The constant “K” pops up in many forms in nephrology, particularly in the realm of dialysis, as each dialysis membrane has its own characteristic K values.
There is first and foremost the Kt/V equation, the currently accepted standard for determining dialysis adequacy. K here is the dialyzer blood water urea clearance, and in practice one calculates the Kt/V for dialysis patients by measuring their blood urea concentration both before and after dialysis.

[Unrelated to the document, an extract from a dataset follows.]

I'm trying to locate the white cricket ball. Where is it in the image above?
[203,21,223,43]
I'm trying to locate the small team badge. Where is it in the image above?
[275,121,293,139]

Next we have the K(oa), the dialysis mass transfer area coefficient, which describes the efficiency of a given dialyzer in terms of its ability to remove solute. The K(oa) may be thought of as the maximum possible clearance by a dialyzer at infinitely large blood and dialysate flow rates. K(oa) values are traditionally reported in cc/min; standard dialyzer K(oa) values are typically 500-700 cc/min with “high efficiency” dialyzers (not to be confused with “high flux” dialyzers–see below) having K(oa)’s > 700 cc/min.
The K(uf) is the ultrafiltration coefficient, and it describes the ability of a given dialyzer to remove fluid at a given transmembrane pressure gradient per unit time. Dialyzers with a high K(uf) (e.g., >20 cc/hr/mmHg) are considered “high flux” dialyzers, and these may be especially helpful in patients with large intradialytic weight gains.